Kanzler vertraut Sobotka

Prompt forderte die gesamte Opposition nach Publikwerden des Audiomitschnitts den Rücktritt Sobotkas. Die Grünen legten es Sobotka zumindest indirekt nahe. Doch der bestreitet den Tatsachengehalt des dort zu Hörenden vehement. Niemals habe er mit Pilnacek über laufende Verfahren gesprochen, erklärte er. Sobotka kritisiert vielmehr die Art und Weise, wie das Tonband an die Öffentlichkeit gelangte: "Wenn ein erst kürzlich, unter tragischen Umständen, verstorbener Mensch nun in die Öffentlichkeit gezerrt werden soll, um politisches Kleingeld zu schlagen, dann werden wir uns an einem solch pietätlosen Akt nicht beteiligen."

Auf dieser Verteidigungslinie fährt nun auch die türkise Parteispitze. "Sobotka hat mein Vertrauen", sagte Bundeskanzler und ÖVP-Chef Karl Nehammer am Mittwochmorgen. Ein Rücktritt des 67-jährigen Niederösterreichers ist daher vorerst nicht in Sicht. Rein rechtlich betrachtet kann ihn sowieso niemand aus seinem Amt befördern außer er sich selbst, denn eine Abwahlmöglichkeit des Nationalratspräsidenten sieht die Verfassung nicht vor.

Es wäre nicht das erste Mal, dass Sobotka durch eine Affäre durchtaucht. Schon in seine Zeit als niederösterreichischer Finanzlandesrat fiel eine größere Causa: ein Milliardenverlust durch Spekulationen mit Wohnbaugeldern des Landes. Die Liste der Verfehlungen, die ihm die Opposition – und teils auch die Staatsanwaltschaft – vorwirft, ist über die Jahre lang geworden. Ein Überblick.

Posten, Mock und Marsalek

Vorsitzführung im U-Ausschuss. Als Nationalratspräsident ist Sobotka auch für die Leitung von Untersuchungsausschüssen zuständig. Allerdings könnte er auf den Vorsitzposten verzichten, wenn er aufgrund der Involvierung in das untersuchte Thema befangen ist.

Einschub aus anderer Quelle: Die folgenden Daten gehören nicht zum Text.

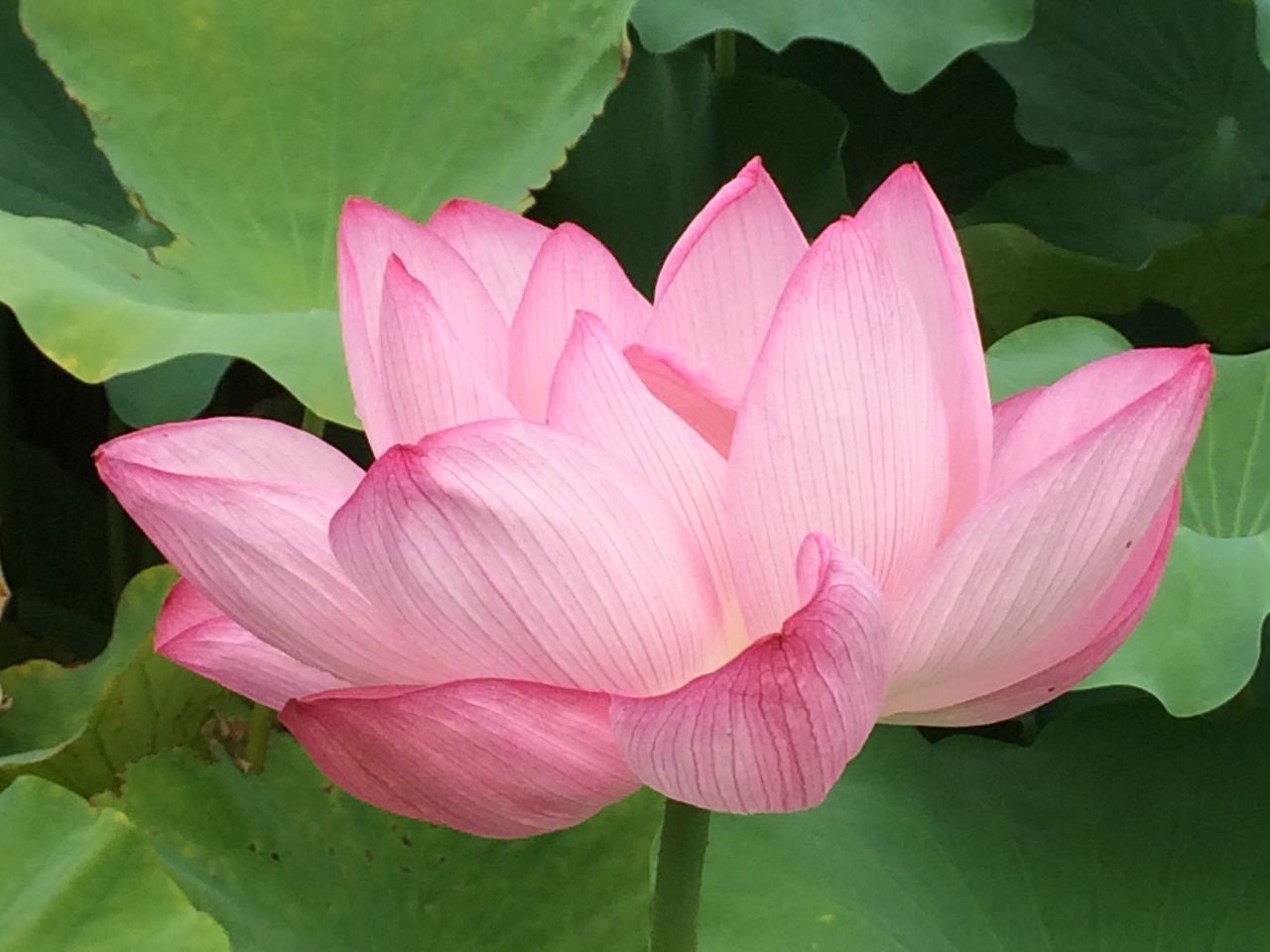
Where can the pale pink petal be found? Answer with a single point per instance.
(842, 429)
(429, 380)
(1007, 413)
(191, 633)
(693, 398)
(772, 729)
(499, 245)
(517, 551)
(912, 231)
(368, 236)
(1095, 635)
(996, 603)
(1075, 404)
(241, 507)
(486, 757)
(595, 395)
(572, 273)
(720, 282)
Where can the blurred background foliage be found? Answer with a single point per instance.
(171, 177)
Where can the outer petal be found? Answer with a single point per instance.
(522, 552)
(994, 607)
(597, 395)
(1093, 635)
(572, 273)
(486, 757)
(499, 245)
(191, 633)
(429, 381)
(774, 728)
(240, 507)
(913, 232)
(717, 289)
(842, 429)
(690, 395)
(368, 236)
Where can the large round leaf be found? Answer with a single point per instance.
(289, 864)
(1120, 829)
(910, 41)
(1220, 278)
(82, 880)
(672, 134)
(243, 127)
(1167, 96)
(82, 725)
(1201, 639)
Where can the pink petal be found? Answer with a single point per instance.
(191, 633)
(913, 234)
(429, 381)
(774, 728)
(842, 429)
(691, 397)
(994, 606)
(368, 236)
(1097, 633)
(516, 551)
(595, 395)
(1075, 404)
(572, 273)
(486, 757)
(499, 245)
(717, 289)
(240, 507)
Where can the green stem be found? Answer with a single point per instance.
(313, 422)
(677, 889)
(725, 54)
(258, 729)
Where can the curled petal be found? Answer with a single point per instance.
(842, 429)
(499, 245)
(994, 607)
(691, 397)
(241, 507)
(492, 758)
(595, 395)
(517, 551)
(774, 728)
(191, 633)
(572, 273)
(719, 285)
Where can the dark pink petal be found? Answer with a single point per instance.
(191, 633)
(996, 604)
(499, 245)
(1092, 636)
(691, 397)
(595, 395)
(241, 507)
(774, 728)
(572, 273)
(717, 289)
(486, 757)
(429, 380)
(913, 234)
(517, 551)
(368, 236)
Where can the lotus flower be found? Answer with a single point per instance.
(699, 544)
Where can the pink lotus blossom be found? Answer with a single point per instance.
(702, 543)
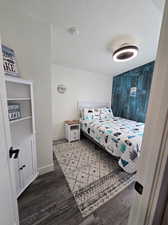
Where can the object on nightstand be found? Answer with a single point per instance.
(72, 130)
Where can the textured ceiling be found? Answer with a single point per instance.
(101, 24)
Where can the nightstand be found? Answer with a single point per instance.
(72, 130)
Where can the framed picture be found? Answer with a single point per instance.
(14, 111)
(9, 62)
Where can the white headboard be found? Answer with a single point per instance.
(87, 104)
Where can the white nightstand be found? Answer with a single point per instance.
(72, 130)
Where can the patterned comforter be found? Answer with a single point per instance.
(120, 137)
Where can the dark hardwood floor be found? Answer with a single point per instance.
(49, 201)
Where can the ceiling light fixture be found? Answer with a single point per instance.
(125, 53)
(73, 31)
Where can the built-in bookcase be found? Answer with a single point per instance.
(23, 131)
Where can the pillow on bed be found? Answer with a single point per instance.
(106, 113)
(88, 114)
(97, 113)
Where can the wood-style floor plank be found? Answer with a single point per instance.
(49, 201)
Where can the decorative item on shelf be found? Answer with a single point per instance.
(14, 112)
(133, 91)
(9, 62)
(71, 122)
(61, 88)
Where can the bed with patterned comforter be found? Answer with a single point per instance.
(120, 137)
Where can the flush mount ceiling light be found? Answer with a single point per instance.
(125, 53)
(73, 31)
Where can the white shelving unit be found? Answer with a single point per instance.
(23, 132)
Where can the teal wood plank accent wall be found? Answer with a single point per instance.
(130, 93)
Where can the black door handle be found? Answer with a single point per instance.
(138, 187)
(14, 152)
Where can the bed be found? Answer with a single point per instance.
(120, 137)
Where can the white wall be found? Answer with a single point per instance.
(82, 86)
(32, 42)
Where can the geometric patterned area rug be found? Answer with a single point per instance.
(93, 175)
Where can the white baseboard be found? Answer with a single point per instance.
(46, 169)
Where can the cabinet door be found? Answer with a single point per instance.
(24, 166)
(17, 176)
(27, 162)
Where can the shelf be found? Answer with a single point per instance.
(21, 119)
(19, 99)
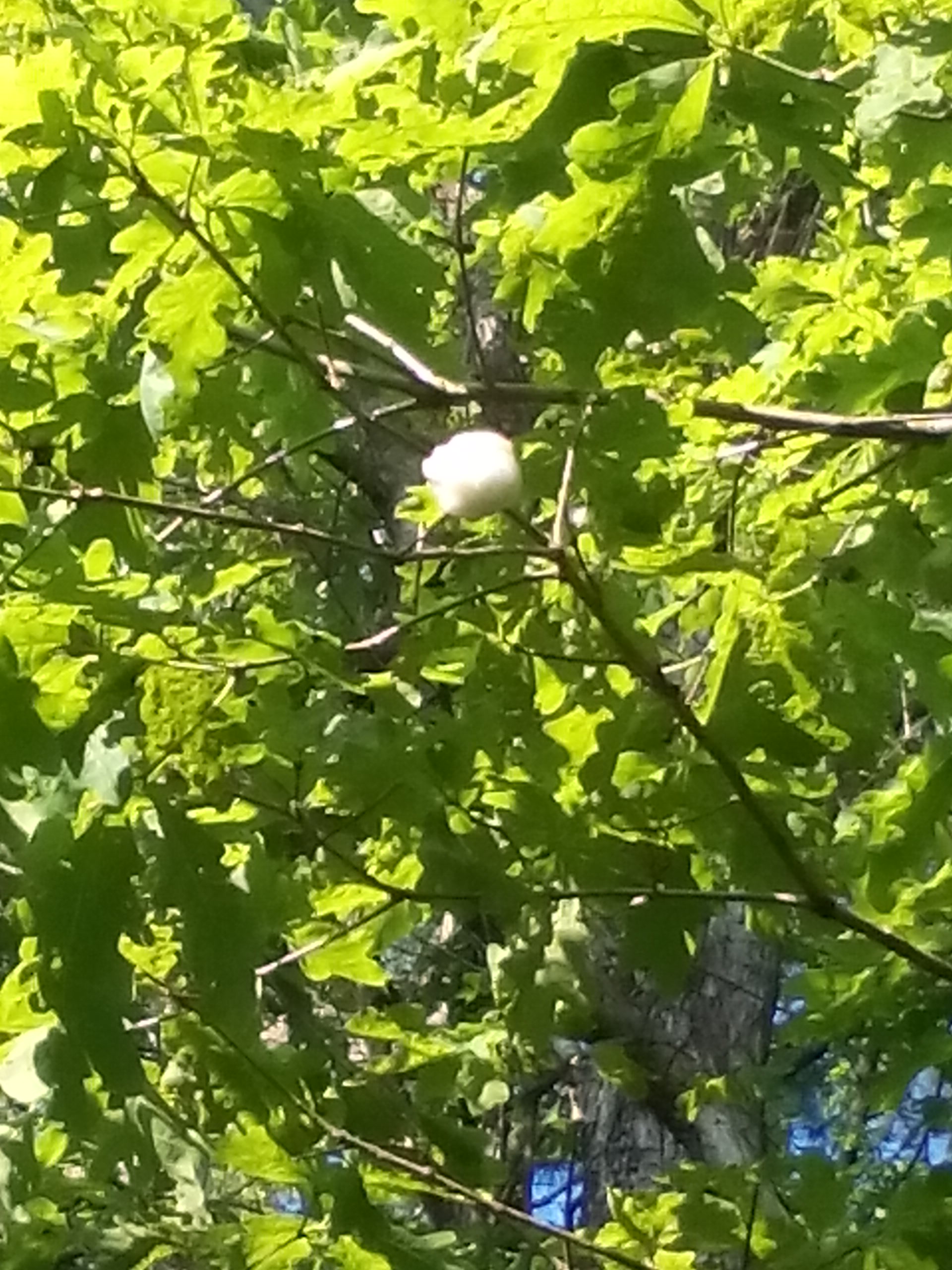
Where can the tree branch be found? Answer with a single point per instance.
(80, 495)
(913, 429)
(815, 893)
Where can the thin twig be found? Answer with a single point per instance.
(559, 520)
(465, 285)
(318, 945)
(238, 520)
(409, 361)
(389, 633)
(278, 456)
(921, 427)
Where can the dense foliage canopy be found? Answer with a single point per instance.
(323, 818)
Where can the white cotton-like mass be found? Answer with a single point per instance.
(474, 474)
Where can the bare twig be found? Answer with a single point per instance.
(238, 520)
(440, 610)
(559, 521)
(409, 361)
(465, 284)
(919, 427)
(278, 456)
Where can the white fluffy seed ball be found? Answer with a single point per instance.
(474, 474)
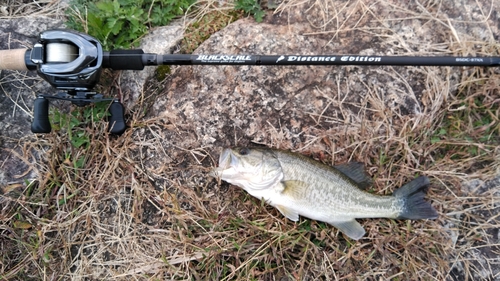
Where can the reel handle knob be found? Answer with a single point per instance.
(117, 119)
(41, 123)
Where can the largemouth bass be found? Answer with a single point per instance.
(297, 185)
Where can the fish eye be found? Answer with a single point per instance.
(244, 151)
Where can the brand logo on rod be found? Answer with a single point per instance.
(224, 58)
(358, 58)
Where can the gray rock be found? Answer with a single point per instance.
(161, 40)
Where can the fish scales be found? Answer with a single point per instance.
(299, 186)
(331, 188)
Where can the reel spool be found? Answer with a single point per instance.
(60, 52)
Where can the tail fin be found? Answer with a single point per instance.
(414, 206)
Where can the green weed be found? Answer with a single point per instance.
(250, 7)
(118, 24)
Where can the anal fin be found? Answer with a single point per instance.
(291, 214)
(351, 228)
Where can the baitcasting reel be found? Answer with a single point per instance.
(70, 62)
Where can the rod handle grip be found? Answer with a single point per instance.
(117, 119)
(13, 59)
(41, 123)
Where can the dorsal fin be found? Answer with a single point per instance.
(356, 172)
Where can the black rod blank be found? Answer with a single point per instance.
(136, 60)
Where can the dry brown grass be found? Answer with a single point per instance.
(141, 207)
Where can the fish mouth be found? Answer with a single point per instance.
(227, 160)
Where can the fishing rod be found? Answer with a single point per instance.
(72, 62)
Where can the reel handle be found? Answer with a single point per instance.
(41, 123)
(117, 119)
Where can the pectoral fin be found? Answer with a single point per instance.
(350, 228)
(291, 214)
(295, 189)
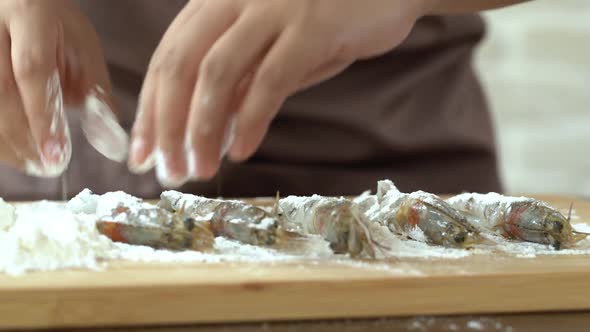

Da Sobotka genau jener Partei angehört, gegen deren Regierungsarbeit der vergangene U-Ausschuss gerichtet war ("ÖVP-U-Ausschuss"), und bis 2017 selbst Innenminister für die ÖVP war und auch gegen ihn selbst von der WKStA ermittelt wird, hielten die Opposition und sogar der grüne Koalitionspartner eine solche Befangenheit für gegeben.

Sobotka
Dass Sobotka trotz Involvierung in das Untersuchungsthema auf der Position des Vorsitzenden im U-Ausschuss beharrte, kritisierten alle Parlamentsparteien außer die ÖVP.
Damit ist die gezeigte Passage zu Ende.